In sum, seriously funky.

The 1970s-era office building looked as though someone had taken the Brady Bunch’s house as inspiration. There was a lot of brown and the kind of rubberized flooring that might have been
snapped into place. Adam knocked on the door of a ground-level office overlooking the loading dock.

Tripp Evans opened it. “Adam?”

“Why did my wife call you?”

It was odd to see Tripp out of his normal element. In town he was popular and well-liked and important within the small worlds he inhabited. Here he looked strikingly ordinary. Adam knew Tripp’s story vaguely. When Corinne was growing up in Cedarfield, Tripp’s father had owned Evans Sporting Goods, located in the center of town where Rite Aid now was. For thirty years, Evans was the place where all the kids in town got their sports equipment. They also sold Cedarfield varsity jackets and practice gear for the high school teams. They opened two other stores in neighboring towns. When Tripp graduated college, he came home and ran the marketing. He made Sunday circulars and came up with special events to keep Evans relevant. He paid to have local pro athletes come in and sign autographs and greet customers. Times were good.

And then, like for most mom-and-pop operations, it all went south.
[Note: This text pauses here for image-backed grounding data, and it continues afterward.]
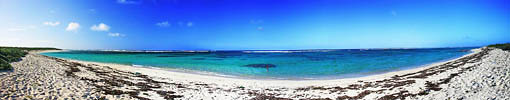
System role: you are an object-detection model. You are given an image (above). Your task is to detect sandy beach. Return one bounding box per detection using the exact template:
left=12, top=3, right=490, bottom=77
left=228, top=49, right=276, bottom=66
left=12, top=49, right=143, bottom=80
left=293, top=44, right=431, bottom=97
left=0, top=48, right=510, bottom=100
Herman’s World of Sporting Goods came in. Then Modell’s opened on the highway, and Dick’s and a few others. The family business slowly withered and died. Tripp had landed on his feet, though. His track record helped him nab a position at a big Madison Avenue advertising firm, but the rest of his family suffered greatly. A few years ago, Tripp moved out to the suburbs to open his own boutique firm, to quote Bruce Springsteen, here in the swamps of Jersey.
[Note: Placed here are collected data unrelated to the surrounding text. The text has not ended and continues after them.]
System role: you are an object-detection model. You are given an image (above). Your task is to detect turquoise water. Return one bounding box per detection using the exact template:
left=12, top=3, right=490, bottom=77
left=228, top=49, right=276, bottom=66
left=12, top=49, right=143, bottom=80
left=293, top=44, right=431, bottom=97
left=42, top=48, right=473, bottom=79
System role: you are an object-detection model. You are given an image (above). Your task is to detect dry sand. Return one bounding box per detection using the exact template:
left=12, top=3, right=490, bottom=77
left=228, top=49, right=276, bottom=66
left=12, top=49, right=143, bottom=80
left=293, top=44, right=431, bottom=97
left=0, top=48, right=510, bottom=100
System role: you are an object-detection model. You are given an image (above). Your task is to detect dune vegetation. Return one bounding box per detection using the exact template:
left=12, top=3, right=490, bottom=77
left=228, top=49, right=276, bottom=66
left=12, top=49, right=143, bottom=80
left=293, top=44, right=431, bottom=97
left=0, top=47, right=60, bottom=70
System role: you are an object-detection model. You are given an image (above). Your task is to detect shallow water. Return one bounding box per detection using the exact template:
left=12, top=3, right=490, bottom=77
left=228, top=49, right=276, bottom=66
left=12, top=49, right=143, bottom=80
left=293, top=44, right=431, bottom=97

“Do you want to sit down and talk?” Tripp asked.

“Sure.”

“There’s a coffee shop next door. Let’s take a stroll.”

Adam was about to argue—he wasn’t in the mood for a stroll—but Tripp started on his way.
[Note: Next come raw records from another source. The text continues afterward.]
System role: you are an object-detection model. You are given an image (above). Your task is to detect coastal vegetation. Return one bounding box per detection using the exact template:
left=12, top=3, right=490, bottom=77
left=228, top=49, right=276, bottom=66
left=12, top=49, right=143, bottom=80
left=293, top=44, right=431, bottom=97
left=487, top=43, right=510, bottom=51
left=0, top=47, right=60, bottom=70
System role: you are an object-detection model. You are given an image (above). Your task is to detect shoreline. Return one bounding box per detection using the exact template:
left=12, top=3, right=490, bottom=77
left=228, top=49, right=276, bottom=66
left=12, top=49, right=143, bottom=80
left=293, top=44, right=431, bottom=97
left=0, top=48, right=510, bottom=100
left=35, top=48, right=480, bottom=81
Tripp Evans wore an off-white short-sleeved dress shirt flimsy enough to see the V-neck tee underneath. His suit pants were the brown of a middle school principal’s. His shoes looked too big for his feet—not orthopedics but one of those comfortable, less expensive brands that aimed for faux formal. In town, Adam was used to seeing Tripp in his clearly more comfortable coaching gear—the polo shirts with the Cedarfield Lacrosse logo, the crisp khakis, the baseball cap with the stiff brim, the whistle around his neck.

The difference was startling.

The coffee shop was an old-school greasy spoon, complete with a waitress who kept her pencil in her hair bun. They both ordered coffees. Just coffees. This wasn’t the type of place that served macchiatos or lattes.

Tripp placed his hands on the sticky table. “You want to tell me what’s going on?”

“My wife called you.”

“How do you know this?”

“I checked the phone records.”

“You checked . . .” Tripp’s eyebrows jumped up a bit at that. “Are you serious?”

“Why did she call you?”

“Why do you think?” Tripp countered.

“Was it about this whole stolen-money thing?”

“Of course it was about this stolen-money thing. What else would it be?”

Tripp waited for a reply. Adam didn’t give him one.

“So what did she say to you?”

The waitress came by, dropping the coffees with a thud that caused some to splash onto the saucer.

“She said that she needed more time. I told her I’d stalled long enough.”

“Meaning?”

“The other board members were growing impatient. Some wanted to confront her more aggressively. A few wanted to go to the police right away on a more official basis.”

“So how long has this been going on?” Adam asked.

“What, the investigation?”

“Yes.”

Tripp put some sugar in his coffee. “A month or so.”

“A month?”

“Yes.”

“How come you never said anything to me?”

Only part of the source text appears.